The attacks on any public debate or dissent through the use of draconian laws against students and activists and the attacks on JNU, Jamia and AMU are all part of this larger project of “cultural nationalism”. Arrests of cartoonists, comedians and journalists and attacks on Dalits are celebrated by some in the media. The removal of Gandhi’s beloved Christian anthem Abide with Me from the Beating the Retreat ceremony and the garish displays and laser projections on secretariat buildings and ghats in Varanasi and Ayodhya signal the new disco aesthetic of this culture. hindutva. Add to that the rise of unchecked hate speech against Muslims and cyberattacks against Muslim women. “Hijab” and “halal” are the new war cries. Cases related to the Taj Mahal, Qutub Minar, Shahi Idgah Mosque in Mathura and Gyanvapi Mosque in Varanasi and calls to rename all towns, villages and road names that are Muslim add to the general schedule.
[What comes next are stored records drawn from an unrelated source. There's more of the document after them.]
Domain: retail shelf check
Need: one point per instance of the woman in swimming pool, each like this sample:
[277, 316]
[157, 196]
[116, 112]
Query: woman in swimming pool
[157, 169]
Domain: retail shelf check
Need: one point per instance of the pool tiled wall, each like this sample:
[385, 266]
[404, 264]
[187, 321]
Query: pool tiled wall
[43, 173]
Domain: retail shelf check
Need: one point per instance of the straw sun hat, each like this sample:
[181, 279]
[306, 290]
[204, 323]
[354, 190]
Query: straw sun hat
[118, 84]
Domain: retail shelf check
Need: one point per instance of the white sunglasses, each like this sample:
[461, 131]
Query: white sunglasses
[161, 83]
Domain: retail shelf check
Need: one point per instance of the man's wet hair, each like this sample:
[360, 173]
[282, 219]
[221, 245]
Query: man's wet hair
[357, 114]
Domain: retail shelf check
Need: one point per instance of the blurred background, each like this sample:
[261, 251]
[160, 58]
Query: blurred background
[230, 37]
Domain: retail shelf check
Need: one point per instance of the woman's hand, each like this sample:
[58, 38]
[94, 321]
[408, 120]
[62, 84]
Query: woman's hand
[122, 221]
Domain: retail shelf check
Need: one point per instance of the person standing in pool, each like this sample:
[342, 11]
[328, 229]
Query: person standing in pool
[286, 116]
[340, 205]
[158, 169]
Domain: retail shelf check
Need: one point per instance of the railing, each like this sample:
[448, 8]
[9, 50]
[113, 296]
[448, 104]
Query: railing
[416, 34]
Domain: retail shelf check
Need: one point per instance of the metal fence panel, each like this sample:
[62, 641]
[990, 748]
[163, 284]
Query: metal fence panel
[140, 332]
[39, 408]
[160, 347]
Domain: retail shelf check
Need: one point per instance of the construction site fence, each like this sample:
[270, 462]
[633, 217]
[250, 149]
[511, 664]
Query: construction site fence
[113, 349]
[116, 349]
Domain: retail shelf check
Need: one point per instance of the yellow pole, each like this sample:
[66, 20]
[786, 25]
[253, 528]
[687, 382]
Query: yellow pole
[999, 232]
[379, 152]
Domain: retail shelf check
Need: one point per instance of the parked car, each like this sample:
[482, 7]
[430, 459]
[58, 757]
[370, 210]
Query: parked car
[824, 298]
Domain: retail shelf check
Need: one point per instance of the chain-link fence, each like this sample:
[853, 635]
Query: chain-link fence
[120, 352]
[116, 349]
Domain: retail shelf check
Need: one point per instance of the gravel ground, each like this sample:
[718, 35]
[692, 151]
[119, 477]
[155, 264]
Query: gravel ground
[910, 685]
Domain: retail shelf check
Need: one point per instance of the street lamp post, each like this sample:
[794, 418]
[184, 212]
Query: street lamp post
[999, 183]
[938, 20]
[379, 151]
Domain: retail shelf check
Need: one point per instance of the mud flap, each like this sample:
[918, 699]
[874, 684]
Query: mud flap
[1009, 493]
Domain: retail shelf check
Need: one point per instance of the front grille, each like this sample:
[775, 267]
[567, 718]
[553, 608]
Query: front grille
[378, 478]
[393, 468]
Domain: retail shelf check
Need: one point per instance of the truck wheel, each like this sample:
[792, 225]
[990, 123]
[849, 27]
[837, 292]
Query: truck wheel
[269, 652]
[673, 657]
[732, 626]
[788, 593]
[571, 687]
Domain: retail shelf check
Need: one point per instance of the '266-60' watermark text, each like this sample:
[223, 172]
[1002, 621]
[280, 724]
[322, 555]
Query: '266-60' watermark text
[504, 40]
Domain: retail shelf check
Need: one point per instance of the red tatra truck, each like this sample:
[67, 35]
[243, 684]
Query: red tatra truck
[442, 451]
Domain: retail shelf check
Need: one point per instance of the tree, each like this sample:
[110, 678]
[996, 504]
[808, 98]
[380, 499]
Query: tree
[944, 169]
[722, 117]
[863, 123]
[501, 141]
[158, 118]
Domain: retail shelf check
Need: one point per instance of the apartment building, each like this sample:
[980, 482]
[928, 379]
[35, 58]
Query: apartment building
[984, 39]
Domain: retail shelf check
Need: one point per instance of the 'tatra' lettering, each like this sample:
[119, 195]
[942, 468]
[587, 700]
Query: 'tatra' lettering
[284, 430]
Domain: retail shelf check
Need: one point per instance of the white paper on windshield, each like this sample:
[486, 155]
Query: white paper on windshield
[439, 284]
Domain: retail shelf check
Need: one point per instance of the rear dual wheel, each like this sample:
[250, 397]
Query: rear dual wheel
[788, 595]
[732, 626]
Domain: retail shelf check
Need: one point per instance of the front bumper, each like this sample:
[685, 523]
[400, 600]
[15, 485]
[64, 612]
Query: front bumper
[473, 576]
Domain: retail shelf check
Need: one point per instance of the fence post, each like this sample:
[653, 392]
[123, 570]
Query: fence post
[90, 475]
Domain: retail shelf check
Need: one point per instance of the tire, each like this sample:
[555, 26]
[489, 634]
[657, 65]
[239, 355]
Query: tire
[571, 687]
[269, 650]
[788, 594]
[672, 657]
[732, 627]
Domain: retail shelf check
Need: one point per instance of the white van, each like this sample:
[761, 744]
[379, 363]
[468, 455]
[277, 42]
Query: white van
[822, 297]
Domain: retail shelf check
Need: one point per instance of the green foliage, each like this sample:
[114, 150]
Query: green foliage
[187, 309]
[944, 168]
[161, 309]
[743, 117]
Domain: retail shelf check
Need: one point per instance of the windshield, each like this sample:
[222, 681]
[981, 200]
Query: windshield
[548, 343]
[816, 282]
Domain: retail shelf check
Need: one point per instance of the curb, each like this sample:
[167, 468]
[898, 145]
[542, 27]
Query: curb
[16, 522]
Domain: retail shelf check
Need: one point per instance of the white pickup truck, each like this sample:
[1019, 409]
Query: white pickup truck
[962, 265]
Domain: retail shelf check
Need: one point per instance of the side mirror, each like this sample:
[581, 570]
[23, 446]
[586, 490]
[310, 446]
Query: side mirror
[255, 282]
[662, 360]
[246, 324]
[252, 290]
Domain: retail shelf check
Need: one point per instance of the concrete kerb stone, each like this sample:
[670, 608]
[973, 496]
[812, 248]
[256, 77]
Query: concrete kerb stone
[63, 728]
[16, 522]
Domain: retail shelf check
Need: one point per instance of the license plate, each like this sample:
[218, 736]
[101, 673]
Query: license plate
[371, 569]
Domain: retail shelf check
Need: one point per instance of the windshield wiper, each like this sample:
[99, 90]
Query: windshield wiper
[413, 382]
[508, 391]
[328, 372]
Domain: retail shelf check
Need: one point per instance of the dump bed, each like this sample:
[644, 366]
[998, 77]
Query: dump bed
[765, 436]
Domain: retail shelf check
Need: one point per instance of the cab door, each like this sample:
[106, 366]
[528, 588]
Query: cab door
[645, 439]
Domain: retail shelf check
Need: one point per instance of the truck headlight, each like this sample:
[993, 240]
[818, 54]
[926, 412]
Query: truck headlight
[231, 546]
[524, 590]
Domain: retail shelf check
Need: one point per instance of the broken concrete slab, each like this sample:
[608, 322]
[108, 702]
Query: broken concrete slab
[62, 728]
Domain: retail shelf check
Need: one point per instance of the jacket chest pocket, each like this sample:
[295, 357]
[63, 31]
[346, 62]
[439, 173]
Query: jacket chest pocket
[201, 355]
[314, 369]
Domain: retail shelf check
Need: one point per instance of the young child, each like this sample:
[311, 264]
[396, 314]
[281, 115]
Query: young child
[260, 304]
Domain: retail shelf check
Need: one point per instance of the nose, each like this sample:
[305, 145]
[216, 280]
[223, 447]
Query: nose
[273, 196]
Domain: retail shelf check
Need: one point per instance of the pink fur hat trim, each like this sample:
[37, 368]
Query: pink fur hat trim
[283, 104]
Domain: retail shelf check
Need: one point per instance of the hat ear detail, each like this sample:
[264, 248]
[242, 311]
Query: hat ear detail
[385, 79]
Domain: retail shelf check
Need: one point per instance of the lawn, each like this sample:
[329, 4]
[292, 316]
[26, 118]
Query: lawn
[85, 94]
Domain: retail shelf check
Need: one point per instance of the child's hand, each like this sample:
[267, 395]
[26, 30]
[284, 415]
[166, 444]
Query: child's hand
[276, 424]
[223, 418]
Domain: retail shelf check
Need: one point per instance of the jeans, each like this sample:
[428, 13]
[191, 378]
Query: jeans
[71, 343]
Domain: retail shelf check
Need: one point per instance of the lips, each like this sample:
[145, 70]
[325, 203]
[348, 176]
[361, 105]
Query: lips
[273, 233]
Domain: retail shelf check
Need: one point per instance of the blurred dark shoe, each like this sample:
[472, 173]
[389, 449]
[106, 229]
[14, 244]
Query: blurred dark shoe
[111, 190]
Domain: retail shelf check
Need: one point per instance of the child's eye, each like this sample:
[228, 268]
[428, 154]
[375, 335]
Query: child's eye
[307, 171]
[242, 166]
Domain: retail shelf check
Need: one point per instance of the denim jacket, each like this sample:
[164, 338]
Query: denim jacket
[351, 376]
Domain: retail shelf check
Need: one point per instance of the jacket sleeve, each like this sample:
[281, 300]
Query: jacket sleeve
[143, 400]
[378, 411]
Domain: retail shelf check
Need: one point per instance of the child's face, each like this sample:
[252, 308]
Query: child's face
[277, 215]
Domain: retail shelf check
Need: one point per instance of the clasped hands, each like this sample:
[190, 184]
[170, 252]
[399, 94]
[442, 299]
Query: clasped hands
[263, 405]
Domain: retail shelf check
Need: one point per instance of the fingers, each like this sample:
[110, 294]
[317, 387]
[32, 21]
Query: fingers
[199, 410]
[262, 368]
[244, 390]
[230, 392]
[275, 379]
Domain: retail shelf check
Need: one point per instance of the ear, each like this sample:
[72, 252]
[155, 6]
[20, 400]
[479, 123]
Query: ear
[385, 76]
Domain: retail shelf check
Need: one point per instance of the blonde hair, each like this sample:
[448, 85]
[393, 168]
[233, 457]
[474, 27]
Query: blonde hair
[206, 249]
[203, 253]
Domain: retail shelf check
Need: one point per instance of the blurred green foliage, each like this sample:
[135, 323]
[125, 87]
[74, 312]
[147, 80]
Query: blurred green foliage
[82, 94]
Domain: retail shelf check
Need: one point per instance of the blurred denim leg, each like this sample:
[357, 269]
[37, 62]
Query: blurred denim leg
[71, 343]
Rama and Hanuman were also armed.

Going back to the art scene, is it any wonder that very few people are now coming out to protest or even sign a petition against the recent attack? In 2019, when Article 370 was removed from Kashmir in a way many considered unconstitutional, Sahmat came up with a postcard art project on the issue. As we sent out submissions, it became clear that many artists were terrified to broach the subject for fear of being targeted. This was the week an FIR was filed in Muzaffarnagar against Shyam Benegal, Aparna Sen, Adoor Gopalakrishnan and a host of others for being ‘anti-national’ and signing an open letter to the Prime Minister expressing his anguish over the rising hate crimes and its consequences. silence. This was a case of large-scale self-censorship. Realizing that the 70th anniversary of the Constitution was approaching, we came up with an art project to celebrate it (before the CAA announcement). Here we had an enthusiastic response, because no government could oppose the celebration of the Constitution.

Just last week at the India Art Fair, photographer Prarthna Singh’s book Har Shaam Shaheen Bagh on the anti-CAA protests was removed from display at the photobook stand. MSU’s rustication of a student for making a “controversial” piece of art comes as no surprise. Our mythology has been the source of our great artistic traditions. But no one will dare to venture into this rich vein. Forget political dissent – the incredibly vibrant murals that popped up along the walls of Jamia during the anti-CAA protests were all whitewashed overnight after the Covid hit.

Against this broader backdrop of cultural onslaught, the future for any creative enterprise in India is bleak. Let’s have no illusions.

“Where the clear stream of reason/ Has not wandered into the dull sand desert of dead habit;/ Where the mind is led forward/ By you to a constant broadening/ of thought and action -/ in this sky of freedom,/ my father,/ may my country wake up.

Dear Gurudev, the country has entered a deep and dark sleep.